How to fight the lies you tell yourself about money

What excuses do you use to avoid saving and investing? Felista Wangari busts them all.

PHOTO | FILE

What you need to know:

  • Beside the discipline myth, we tell ourselves many other lies about money, and they stand in the way of making financial progress.
  • Let’s have a look at some of them: I’ll start saving/investing when … I get a pay raise.
  • The funny thing about finally getting that pay raise is that we suddenly want to treat ourselves and acquire all those wonderful things that we couldn’t afford on our previously inadequate income.
  • If you don’t lay the foundation to make that little you have work for you now, even the most generous pay raise will not help you.

The war against willpower has many casualties. I would know because I have had a lifelong battle with it in my quest to be physically fit. Sometimes I surprise myself and work out, but most of the time I can’t summon enough willpower to do it.

After many false starts I had to stop lying to myself and face the truth – the things we leave to chance or at the mercy of discipline are very unlikely to materialise. This is as true of exercise as it is for money.

If you are waiting for discipline, you might never start saving and investing, and the more you delay, the more you lose out on the benefits of starting early, such as compound interest.

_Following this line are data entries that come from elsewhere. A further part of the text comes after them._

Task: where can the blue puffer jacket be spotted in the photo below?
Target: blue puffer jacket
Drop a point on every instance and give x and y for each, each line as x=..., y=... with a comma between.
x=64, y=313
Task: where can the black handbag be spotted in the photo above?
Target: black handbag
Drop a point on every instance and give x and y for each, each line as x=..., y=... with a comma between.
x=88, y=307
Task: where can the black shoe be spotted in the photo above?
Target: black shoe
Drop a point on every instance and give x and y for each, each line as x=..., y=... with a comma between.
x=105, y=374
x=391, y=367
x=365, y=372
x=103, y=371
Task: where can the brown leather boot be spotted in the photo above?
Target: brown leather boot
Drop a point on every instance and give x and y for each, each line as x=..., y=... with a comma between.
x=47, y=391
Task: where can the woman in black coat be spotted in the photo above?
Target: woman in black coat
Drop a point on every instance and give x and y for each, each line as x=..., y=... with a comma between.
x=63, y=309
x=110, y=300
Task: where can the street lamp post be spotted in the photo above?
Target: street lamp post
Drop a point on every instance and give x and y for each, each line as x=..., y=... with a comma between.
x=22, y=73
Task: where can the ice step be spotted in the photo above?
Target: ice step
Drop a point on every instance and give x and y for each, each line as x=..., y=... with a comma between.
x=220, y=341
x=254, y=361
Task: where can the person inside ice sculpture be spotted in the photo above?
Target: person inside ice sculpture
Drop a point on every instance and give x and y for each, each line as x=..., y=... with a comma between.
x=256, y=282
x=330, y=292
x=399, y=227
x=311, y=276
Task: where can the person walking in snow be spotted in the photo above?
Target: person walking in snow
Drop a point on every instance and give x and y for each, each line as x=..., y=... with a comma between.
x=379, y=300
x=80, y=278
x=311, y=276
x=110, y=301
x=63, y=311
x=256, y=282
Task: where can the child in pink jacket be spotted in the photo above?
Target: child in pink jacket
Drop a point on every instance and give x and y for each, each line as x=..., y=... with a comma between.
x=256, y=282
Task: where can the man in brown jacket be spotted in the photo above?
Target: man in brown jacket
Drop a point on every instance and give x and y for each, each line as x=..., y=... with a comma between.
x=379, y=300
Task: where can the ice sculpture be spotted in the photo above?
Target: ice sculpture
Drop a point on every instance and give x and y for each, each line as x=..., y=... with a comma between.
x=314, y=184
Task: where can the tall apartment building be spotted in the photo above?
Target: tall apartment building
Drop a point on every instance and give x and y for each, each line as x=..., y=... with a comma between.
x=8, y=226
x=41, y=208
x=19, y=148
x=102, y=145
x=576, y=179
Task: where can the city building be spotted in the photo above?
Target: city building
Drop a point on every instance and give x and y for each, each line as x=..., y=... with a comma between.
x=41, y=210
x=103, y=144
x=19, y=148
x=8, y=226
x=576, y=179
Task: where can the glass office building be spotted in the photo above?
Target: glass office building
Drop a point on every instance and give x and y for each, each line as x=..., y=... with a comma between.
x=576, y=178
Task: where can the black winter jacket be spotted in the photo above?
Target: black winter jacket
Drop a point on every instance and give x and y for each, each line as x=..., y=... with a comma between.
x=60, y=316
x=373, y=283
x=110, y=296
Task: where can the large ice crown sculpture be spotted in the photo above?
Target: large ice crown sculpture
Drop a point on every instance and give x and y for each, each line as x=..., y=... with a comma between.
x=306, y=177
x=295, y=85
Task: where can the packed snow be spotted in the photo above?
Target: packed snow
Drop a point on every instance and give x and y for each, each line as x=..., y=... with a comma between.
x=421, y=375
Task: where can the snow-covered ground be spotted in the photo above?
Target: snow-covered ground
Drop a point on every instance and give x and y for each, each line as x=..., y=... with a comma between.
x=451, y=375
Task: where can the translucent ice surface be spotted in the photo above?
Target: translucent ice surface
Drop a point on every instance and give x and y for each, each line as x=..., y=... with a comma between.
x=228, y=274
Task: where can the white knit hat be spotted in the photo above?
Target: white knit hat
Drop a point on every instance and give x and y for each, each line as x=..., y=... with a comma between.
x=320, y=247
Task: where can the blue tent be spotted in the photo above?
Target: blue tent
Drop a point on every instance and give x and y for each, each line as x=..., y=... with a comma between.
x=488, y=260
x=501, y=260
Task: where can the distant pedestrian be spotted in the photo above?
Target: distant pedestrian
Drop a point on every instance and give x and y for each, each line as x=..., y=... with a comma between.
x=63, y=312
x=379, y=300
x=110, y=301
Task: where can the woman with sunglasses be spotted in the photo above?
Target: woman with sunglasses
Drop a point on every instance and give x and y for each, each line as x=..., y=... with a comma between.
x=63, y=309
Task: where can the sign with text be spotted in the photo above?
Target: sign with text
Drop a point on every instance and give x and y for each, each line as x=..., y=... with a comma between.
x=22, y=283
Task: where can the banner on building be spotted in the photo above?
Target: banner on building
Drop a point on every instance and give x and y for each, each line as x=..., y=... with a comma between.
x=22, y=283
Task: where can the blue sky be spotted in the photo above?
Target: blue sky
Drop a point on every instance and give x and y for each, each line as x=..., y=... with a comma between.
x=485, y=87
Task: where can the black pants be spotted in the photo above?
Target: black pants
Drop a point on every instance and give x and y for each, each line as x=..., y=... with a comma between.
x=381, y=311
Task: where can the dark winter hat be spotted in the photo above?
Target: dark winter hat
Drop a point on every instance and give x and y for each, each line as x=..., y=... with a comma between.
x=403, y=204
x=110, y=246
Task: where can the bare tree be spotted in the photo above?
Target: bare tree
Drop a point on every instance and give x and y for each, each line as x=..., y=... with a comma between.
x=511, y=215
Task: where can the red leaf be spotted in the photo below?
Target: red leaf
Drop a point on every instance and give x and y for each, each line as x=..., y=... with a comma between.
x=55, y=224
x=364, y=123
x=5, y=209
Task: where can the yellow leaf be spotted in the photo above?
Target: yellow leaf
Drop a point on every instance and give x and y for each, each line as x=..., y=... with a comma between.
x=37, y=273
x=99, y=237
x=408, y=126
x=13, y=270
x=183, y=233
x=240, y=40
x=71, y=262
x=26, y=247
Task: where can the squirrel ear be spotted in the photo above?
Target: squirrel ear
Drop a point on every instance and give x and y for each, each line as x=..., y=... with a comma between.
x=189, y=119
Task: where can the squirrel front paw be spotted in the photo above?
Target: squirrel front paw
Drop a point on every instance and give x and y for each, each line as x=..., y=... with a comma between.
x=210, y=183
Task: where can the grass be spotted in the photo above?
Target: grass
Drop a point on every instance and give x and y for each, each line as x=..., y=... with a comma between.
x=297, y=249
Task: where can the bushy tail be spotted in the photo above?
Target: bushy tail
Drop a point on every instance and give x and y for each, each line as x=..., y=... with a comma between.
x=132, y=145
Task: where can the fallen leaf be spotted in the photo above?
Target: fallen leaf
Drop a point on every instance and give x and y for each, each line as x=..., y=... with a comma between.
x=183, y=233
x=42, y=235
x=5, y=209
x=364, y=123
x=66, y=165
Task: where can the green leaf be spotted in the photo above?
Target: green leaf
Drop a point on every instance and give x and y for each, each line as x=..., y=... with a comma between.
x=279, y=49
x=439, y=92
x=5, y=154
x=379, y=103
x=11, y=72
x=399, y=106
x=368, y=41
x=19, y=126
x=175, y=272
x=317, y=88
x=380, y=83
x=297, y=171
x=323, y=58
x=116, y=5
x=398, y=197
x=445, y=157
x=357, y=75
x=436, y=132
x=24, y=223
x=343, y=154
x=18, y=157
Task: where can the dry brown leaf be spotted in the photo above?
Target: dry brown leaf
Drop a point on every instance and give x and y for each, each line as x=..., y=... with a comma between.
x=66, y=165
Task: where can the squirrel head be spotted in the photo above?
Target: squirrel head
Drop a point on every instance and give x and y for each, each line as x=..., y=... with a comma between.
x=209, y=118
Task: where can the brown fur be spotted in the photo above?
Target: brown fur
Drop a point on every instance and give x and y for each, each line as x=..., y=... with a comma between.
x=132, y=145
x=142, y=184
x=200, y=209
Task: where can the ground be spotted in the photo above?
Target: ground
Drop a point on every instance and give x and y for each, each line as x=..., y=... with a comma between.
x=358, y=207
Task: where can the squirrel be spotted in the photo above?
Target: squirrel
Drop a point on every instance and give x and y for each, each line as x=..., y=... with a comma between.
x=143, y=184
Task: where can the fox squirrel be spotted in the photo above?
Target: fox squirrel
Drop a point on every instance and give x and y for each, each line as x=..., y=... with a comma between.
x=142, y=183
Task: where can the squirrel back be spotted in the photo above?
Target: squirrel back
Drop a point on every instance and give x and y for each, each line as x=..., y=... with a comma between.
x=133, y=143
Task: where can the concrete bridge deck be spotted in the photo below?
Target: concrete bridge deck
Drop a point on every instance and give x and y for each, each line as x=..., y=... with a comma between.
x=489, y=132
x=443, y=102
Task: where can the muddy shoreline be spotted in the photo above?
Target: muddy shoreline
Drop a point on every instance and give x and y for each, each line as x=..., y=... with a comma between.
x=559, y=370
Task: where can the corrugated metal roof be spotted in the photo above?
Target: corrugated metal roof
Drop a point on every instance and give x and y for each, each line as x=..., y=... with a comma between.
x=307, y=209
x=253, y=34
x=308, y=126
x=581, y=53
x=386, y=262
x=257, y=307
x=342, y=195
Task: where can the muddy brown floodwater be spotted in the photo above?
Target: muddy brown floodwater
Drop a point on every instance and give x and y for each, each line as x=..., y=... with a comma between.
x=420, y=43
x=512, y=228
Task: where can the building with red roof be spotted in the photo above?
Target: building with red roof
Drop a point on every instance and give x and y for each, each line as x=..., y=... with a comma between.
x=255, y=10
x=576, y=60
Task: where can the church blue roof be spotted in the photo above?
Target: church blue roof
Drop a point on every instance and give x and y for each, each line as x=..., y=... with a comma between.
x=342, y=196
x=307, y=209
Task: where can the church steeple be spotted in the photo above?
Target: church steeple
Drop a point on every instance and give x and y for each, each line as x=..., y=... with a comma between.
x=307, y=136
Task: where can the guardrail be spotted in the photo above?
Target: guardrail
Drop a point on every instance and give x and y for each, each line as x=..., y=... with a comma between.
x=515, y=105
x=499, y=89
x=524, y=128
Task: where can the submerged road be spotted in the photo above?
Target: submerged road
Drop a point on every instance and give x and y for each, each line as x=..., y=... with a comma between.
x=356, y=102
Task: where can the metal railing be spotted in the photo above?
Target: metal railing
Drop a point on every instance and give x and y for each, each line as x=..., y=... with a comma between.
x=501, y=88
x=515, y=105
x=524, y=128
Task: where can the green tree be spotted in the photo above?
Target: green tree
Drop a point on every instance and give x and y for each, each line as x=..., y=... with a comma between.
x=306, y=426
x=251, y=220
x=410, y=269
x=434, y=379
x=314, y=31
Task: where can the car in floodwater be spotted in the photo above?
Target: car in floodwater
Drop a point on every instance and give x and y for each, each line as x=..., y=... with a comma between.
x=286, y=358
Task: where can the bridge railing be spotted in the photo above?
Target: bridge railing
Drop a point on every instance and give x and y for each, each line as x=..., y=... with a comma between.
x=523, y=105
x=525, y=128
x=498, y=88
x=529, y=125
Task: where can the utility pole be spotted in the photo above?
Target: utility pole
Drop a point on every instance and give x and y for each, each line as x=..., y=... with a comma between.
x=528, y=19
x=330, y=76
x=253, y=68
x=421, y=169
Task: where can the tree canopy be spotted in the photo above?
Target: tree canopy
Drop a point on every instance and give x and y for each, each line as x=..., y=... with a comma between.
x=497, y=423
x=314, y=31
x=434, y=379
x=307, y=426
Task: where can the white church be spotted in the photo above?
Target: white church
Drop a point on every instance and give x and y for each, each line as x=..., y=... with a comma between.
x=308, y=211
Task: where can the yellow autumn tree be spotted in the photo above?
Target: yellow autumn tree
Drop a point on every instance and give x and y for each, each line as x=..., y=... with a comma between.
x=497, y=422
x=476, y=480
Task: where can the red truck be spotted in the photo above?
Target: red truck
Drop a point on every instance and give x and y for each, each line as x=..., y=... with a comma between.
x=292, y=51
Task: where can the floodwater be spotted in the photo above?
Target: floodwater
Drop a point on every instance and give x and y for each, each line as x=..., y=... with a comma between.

You don’t need discipline to start. What you need is automation. Once you decide what you are saving for, how much you need to set aside regularly and the platform you want to use, you can use methods like check-off from payroll or standing orders to channel money automatically to your savings and investment accounts. This way you save and invest without your having to summon any willpower or discipline. If these two options are not available to you, at the very least, let your first transaction when you receive any income be to transfer at least a tenth of it to your respective savings and investment accounts.

Beside the discipline myth, we tell ourselves many other lies about money, and they stand in the way of making financial progress. Let’s have a look at some of them:

I’ll start saving/investing when … I get a pay raise

The funny thing about finally getting that pay raise is that we suddenly want to treat ourselves and acquire all those wonderful things that we couldn’t afford on our previously inadequate income. If you don’t lay the foundation to make that little you have work for you now, even the most generous pay raise will not help you. It is good to move on up and to aspire to enjoy the finer things in life, but you can only secure the life of your dreams by making prudent choices consistently as you work towards that goal. This means working towards acquiring assets that will generate a steady income, so that it gets to a point when you never have to worry about money again. Start where you are with what you have, and when more comes, you will continue doing what it takes to reach to your ultimate goal.

You only live once!

Some people take the phrase “live each day like it is your last” too literally. You will be alive tomorrow, and the day after that and for years to come, so you need to start getting ready for that time. Don’t act like it doesn’t matter, then act surprised when it creeps up on you with pressing needs that you can no longer ignore. Think about your life a year, five years and 10 years from today. How will your circumstances and financial needs have changed? What new expenses are inevitable? What do you hope (or rather plan) to have done or accomplished and how much money will it cost you? Being financially prudent doesn’t mean denying yourself joy in the name of saving and investing. By all means have fun in the present, but don’t sabotage forget to save!

I don’t have the money to invest

You don’t need to be rich to start investing. You can start investing in stocks with Sh5,000 or less, or buy a bond for Sh3,000. You can start buying unit trusts with Sh1,000. You can start saving in a Sacco that will earn you dividends and give you access to credit and/or opportunities to invest in real estate.

I must buy this bargain deal now

If you buy a pair of hot shoes worth Sh3,000 at Sh1,500, you did not save Sh1,500; you spent Sh1,500. Money went out of your pocket, not into your investment account. It would only be saving if something you had planned to buy was on sale. The world will never run out of new, shiny, must-haves, but we can’t have them all. We need to choose the ones that truly matter to us.